The relationship between Recall and Precision
Michael Buckland, Fredric Gey. 1994. (View Paper → )
Empirical studies of retrieval performance have shown a tendency for Precision to decline as Recall increases. This article examines the nature of the relationship between Precision and Recall. The relationships between Recall and the number of documents retrieved, between Precision and the number of documents retrieved, and between Precision and Recall are described in the context of different assumptions about retrieval performance. It is demonstrated that a tradeoff between Recall and Precision is unavoidable whenever retrieval performance is consistently better than retrieval at random. More generally, for the Precision–Recall trade-off to be avoided as the total number of documents retrieved increases, retrieval performance must be equal to or better than overall retrieval performance up to that point. Examination of the mathematical relationship between Precision and Recall shows that a quadratic Recall curve can resemble empirical Recall–Precision behavior if transformed into a tangent parabola.
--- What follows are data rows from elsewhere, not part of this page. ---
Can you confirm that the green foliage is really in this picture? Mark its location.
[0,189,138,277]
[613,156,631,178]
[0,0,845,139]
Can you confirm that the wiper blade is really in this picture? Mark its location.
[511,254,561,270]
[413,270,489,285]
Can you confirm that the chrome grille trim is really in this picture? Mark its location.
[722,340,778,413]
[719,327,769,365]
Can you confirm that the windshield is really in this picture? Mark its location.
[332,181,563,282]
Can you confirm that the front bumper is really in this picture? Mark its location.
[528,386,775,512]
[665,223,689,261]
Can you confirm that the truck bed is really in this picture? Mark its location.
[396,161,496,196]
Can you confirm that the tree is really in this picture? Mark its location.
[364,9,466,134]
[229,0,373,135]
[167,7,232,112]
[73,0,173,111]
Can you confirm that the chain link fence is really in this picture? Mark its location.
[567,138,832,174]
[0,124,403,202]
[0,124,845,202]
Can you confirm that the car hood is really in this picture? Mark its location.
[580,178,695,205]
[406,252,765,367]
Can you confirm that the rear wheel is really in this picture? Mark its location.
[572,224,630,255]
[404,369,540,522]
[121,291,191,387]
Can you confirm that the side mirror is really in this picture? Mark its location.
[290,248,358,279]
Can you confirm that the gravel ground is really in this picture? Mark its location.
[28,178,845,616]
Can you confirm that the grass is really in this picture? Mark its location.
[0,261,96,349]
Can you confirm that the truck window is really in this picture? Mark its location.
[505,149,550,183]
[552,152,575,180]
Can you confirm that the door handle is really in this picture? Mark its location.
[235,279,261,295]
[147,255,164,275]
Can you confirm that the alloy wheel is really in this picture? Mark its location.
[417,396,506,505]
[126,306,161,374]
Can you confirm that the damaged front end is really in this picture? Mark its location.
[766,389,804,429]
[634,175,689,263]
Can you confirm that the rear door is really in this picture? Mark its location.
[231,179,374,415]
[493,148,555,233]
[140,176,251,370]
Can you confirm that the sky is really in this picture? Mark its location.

With very large databases and/or systems with limited retrieval capabilities there can be advantages to retrieval in two stages: Initial retrieval emphasizing high Recall, followed by more detailed searching of the initially retrieved set, can be used to improve both Recall and Precision simultaneously. Even so, a tradeoff between Precision and Recall remains.
The precision-recall tradeoff is an important truth for both search and machine learning. Product managers need to understand the context in which their products or models are being used and strike the right balance.